Dalam diskusi mengenai Kinerja 100 Hari Anggota KPPU Periode 2024-2029 pada 3 Juli 2024, Ifan (sapaan akrab Ketua KPPU) menegaskan pentingnya keberanian dalam memimpin dan mengambil langkah strategis untuk mengalihkan subsidi gas LPG 3Kg ke pembangunan jargas kota.

“Penggunaan subsidi saat ini tidak tepat sasaran. Diperlukan kepemimpinan yang kuat untuk menghemat APBN dengan memperluas jaringan gas kota,” ujarnya dalam siaran pers KPPU, (06/07/24) Sabtu.

Pengembangan jargas termasuk dalam Program Strategis Nasional (PSN) sesuai dengan Peraturan Presiden No. 56 Tahun 2018 dan masuk dalam RPJMN 2020-2024 dengan target 4 juta SR (sambungan rumah) pada 2024. Namun, hingga kini realisasinya baru mencapai 20% dari target APBN. Hal ini disebabkan oleh monopoli PT. Pertamina Gas Negara, Tbk. yang tidak melibatkan BUMD dan swasta dalam investasi jargas kota.

Ketergantungan konsumen pada LPG 3Kg terus meningkat, dengan konsumsi naik dari 6,8 juta MT pada 2019 menjadi 8,07 juta MT pada 2023. Biaya subsidi LPG 3Kg juga meningkat dari Rp 54,1 triliun pada 2019 menjadi Rp 117,8 triliun pada 2023, dan tahun ini mencapai Rp 87,5 triliun.
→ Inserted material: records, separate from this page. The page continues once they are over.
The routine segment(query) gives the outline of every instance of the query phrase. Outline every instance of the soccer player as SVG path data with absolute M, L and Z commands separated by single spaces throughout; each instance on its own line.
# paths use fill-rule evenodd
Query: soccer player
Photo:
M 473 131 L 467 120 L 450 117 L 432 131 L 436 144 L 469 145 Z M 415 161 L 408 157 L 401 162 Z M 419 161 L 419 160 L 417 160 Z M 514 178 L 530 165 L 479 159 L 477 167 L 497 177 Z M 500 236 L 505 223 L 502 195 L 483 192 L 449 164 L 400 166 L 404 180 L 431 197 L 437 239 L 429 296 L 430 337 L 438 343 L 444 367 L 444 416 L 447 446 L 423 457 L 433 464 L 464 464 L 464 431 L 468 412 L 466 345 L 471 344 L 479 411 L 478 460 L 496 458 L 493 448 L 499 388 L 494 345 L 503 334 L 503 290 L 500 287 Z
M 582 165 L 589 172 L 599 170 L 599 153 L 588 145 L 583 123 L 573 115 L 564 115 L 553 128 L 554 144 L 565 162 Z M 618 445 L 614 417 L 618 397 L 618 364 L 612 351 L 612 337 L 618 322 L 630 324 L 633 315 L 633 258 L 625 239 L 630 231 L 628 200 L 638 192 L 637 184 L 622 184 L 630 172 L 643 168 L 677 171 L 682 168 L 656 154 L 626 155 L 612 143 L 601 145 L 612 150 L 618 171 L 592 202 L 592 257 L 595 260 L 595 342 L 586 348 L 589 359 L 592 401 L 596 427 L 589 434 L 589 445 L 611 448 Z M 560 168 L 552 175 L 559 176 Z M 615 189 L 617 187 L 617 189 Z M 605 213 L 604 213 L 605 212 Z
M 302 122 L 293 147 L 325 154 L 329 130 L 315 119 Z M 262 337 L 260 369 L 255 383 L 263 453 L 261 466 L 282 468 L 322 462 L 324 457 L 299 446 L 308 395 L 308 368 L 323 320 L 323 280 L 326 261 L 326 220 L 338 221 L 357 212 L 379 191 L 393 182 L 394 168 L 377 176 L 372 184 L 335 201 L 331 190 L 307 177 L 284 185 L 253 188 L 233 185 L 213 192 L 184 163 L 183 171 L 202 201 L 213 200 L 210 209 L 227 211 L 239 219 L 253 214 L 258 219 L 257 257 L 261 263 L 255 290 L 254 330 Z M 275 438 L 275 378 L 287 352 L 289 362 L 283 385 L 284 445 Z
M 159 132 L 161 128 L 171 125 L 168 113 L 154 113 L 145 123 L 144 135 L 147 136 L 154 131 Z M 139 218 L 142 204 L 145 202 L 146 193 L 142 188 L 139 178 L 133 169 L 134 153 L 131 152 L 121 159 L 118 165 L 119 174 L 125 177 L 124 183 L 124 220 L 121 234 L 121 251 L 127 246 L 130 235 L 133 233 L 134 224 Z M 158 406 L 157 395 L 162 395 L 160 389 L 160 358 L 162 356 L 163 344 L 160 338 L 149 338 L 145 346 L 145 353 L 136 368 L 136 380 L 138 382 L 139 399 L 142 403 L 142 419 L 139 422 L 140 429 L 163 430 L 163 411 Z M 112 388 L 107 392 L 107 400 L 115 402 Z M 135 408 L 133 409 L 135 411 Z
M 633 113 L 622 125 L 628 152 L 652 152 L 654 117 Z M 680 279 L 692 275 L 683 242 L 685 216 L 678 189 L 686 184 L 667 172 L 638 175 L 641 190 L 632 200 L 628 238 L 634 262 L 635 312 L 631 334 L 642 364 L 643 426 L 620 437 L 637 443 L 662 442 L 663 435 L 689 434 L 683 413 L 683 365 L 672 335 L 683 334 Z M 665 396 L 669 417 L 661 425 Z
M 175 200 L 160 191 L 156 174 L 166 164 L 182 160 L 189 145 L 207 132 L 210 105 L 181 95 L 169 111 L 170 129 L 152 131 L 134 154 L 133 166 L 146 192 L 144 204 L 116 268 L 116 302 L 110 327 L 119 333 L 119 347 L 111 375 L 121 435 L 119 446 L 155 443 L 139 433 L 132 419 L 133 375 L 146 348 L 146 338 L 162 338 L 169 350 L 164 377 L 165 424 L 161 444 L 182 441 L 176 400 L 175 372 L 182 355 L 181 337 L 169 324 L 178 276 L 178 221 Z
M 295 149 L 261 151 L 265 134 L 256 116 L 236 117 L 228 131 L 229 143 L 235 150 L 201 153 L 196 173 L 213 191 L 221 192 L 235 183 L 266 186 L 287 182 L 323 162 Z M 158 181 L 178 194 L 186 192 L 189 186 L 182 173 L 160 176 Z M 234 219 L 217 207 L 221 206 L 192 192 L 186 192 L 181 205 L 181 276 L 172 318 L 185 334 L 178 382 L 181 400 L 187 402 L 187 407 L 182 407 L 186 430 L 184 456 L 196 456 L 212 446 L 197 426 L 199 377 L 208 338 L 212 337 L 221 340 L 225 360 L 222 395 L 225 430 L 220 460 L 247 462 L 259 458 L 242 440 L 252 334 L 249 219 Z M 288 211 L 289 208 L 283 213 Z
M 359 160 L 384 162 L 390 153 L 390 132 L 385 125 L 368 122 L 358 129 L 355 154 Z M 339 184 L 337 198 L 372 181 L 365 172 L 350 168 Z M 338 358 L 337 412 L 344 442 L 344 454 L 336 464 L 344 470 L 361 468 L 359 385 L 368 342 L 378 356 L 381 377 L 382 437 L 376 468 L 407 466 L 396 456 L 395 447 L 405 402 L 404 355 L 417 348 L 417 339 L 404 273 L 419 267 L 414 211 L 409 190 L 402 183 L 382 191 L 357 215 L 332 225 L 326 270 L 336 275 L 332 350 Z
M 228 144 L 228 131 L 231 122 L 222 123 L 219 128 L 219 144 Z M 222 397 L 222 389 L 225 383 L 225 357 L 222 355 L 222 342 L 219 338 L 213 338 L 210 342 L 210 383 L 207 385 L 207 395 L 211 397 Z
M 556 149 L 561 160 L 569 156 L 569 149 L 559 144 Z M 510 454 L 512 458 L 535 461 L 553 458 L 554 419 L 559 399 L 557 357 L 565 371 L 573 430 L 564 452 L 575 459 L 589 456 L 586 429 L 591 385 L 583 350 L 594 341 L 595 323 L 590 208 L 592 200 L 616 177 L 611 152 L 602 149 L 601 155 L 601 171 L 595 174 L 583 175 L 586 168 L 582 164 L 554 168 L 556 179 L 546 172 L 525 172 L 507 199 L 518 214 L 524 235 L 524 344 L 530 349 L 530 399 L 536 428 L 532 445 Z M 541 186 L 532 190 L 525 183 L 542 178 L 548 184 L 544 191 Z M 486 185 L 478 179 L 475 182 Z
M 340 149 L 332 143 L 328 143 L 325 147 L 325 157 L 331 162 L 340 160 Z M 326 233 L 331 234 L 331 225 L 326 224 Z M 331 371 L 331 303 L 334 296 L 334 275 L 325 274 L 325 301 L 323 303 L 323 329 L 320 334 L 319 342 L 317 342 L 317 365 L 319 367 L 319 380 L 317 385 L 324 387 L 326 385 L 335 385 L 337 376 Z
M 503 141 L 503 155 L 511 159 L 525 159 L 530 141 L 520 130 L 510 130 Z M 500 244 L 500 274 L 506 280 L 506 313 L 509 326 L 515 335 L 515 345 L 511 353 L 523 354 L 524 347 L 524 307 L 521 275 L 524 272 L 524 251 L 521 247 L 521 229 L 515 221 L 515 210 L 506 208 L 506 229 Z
Sejak 2019, total subsidi LPG mencapai Rp 460,8 triliun, dengan nilai impor LPG sekitar Rp 288 triliun selama periode yang sama.

“Jika setengah dari total subsidi LPG dialihkan ke pembangunan jargas kota, maka 23 juta SR dapat dibangun dalam 5 tahun, melampaui target RPJMN dan mengurangi impor LPG serta menghemat devisa negara.” jelasnya.

Ifan juga menyarankan skema jargas kembali ke skema APBN yang sukses mencapai 600 ribu SR pada 2011-2019 dan menghentikan pembangunan pipa transmisi yang tidak ekonomis.

“Untuk mendukung adopsi jargas, diperlukan kebijakan alokasi gas yang transparan dari hulu hingga distribusi oleh Kementerian ESDM. Dengan kebijakan yang transparan, risiko ketidakpastian pasokan bagi pelaku usaha niaga gas akan berkurang, sehingga pengembangan sektor hilir migas akan makin pesat.” ungkap Ifan.

Selain itu, harga jual jargas untuk rumah tangga dan industri kecil komersial perlu seimbang dengan harga gas hulu agar menarik minat investasi swasta dan BUMD.

Pemerintah juga perlu mempertimbangkan insentif fiskal bagi badan usaha yang ingin mengembangkan jaringan pipa gas ke konsumen, serta memberikan prioritas kepada badan usaha niaga gas dan LPG yang telah ada.